The median age in the village was 56 years. 12.5% of residents were under the age of 18; 6.5% were between the ages of 18 and 24; 12.5% were from 25 to 44; 42.2% were from 45 to 64; and 26.3% were 65 years of age or older. The gender makeup of the village was 50.0% male and 50.0% female.

===2000 census===
As of the census of 2000, there were 220 people, 98 households, and 64 families residing in the village. The population density was 1,249.3 PD/sqmi. There were 106 housing units at an average density of 602.0 /sqmi. The racial makeup of the village was 98.18% White, 0.91% Native American, and 0.91% from two or more races. Hispanic or Latino of any race were 2.27% of the population.

There were 98 households, out of which 21.4% had children under the age of 18 living with them, 56.1% were married couples living together, 8.2% had a female householder with no husband present, and 33.7% were non-families. 29.6% of all households were made up of individuals, and 18.4% had someone living alone who was 65 years of age or older. The average household size was 2.24 and the average family size was 2.77.

In the village, the population was spread out, with 19.5% under the age of 18, 7.3% from 18 to 24, 22.3% from 25 to 44, 33.2% from 45 to 64, and 17.7% who were 65 years of age or older. The median age was 46 years. For every 100 females, there were 94.7 males.

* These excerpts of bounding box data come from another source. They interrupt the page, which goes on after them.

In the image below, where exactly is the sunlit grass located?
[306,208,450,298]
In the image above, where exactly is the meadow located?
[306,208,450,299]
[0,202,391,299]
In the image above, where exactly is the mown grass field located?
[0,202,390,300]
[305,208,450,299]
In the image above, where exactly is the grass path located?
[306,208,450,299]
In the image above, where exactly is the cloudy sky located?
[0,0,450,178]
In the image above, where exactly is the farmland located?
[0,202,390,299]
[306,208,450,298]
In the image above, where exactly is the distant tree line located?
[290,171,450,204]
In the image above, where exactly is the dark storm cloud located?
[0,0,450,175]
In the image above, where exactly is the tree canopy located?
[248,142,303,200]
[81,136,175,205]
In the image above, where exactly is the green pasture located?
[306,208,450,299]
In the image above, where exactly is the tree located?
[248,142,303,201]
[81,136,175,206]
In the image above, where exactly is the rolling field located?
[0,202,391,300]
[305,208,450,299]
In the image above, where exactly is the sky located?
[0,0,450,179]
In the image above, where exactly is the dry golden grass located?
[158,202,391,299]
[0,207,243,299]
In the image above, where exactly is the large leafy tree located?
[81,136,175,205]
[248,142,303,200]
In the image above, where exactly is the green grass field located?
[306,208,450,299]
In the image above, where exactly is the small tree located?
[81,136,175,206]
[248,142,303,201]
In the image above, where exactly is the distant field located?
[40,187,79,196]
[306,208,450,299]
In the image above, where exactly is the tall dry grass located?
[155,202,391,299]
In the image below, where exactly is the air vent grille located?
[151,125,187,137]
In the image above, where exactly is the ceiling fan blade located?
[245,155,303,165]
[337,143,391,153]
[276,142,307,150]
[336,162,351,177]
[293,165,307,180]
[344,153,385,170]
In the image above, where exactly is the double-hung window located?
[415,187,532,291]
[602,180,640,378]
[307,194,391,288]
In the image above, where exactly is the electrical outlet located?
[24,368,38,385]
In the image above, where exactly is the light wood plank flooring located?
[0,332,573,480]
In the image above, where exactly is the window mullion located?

For every 100 females age 18 and over, there were 88.3 males.

As of 2000 the median income for a household in the village was $27,159, and the median income for a family was $44,375. Males had a median income of $24,306 versus $20,139 for females. The per capita income for the village was $16,839. About 4.6% of families and 9.0% of the population were below the poverty line, including 11.5% of those under the age of eighteen and 15.6% of those 65 or over.

==Education==
Its school district is Humboldt Table Rock Steinauer Public Schools.

Southeast Nebraska Consolidated Schools formerly operated a school in Stella. On January 1, 2009, it merged into the Humboldt Table Rock Steinauer School District.